I am building an agent that can answer questions about a corpus of data (using embeddings). However, I NEED a framework to test my system… I would like to know how often my agent lies and hallucinates and I would like to build in safeguards to catch these cases. Is there any known way to do this? My current idea is to have experts write a few hundred tricky and intentionally misleading questions? How does open ai approach this problem? Even if there are no evaluation datasets out there is there a framework for creating the test questions that probes the weak spots of the model? Note that if there is a dataset that includes a large amount of data with questions about it but is not necesarily on my dataset obv that would be sufficient.
you seek the truth in one dataset with another dataset you probably want a dataset full of true and false questions in which questions with known single state answers are fed to a model and you look for a true or false responses and grade its results.
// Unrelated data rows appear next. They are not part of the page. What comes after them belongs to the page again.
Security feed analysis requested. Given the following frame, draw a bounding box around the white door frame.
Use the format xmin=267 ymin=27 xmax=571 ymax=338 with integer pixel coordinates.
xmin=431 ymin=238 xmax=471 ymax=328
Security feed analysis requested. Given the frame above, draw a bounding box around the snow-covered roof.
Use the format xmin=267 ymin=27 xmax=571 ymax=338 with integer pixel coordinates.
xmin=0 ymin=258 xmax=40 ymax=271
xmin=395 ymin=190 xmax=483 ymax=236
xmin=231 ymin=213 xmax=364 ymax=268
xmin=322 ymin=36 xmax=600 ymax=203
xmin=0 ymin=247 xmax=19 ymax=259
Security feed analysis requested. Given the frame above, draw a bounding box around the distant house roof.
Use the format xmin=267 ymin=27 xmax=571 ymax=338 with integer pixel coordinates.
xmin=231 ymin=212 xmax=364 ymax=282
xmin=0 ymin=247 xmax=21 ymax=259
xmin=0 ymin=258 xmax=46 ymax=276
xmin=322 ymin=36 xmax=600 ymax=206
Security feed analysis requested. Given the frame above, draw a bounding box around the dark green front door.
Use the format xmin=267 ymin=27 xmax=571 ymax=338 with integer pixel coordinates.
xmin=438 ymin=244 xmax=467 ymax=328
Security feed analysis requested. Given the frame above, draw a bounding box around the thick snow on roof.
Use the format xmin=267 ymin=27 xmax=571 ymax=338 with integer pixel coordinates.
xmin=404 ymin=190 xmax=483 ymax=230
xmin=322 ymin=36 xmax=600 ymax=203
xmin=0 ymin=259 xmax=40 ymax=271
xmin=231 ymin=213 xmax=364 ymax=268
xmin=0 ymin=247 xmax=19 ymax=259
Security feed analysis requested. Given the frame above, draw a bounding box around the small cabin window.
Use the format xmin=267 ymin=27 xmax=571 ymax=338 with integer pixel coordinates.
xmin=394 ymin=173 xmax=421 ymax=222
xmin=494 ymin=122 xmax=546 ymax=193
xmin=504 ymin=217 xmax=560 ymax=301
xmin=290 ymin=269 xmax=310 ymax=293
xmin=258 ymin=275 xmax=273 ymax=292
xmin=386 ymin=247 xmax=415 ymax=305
I would look into collecting university tests for subjects related to your data and collect all the true and false questions that you can.
Great question @fredc.
Although I’m not familiar with a canned option out there. And besides the obvious “monitor the output” …
One thing you could try is embed the “true answer”, say “Y” to the question “X”
And then monitor when question “X” is asked/answered, does the answer embedding “Y-prime” get close the true “Y” answer.
Since this is totally automated, this could be used as a hallucination detector, especially for critical questions that could be asked of your system.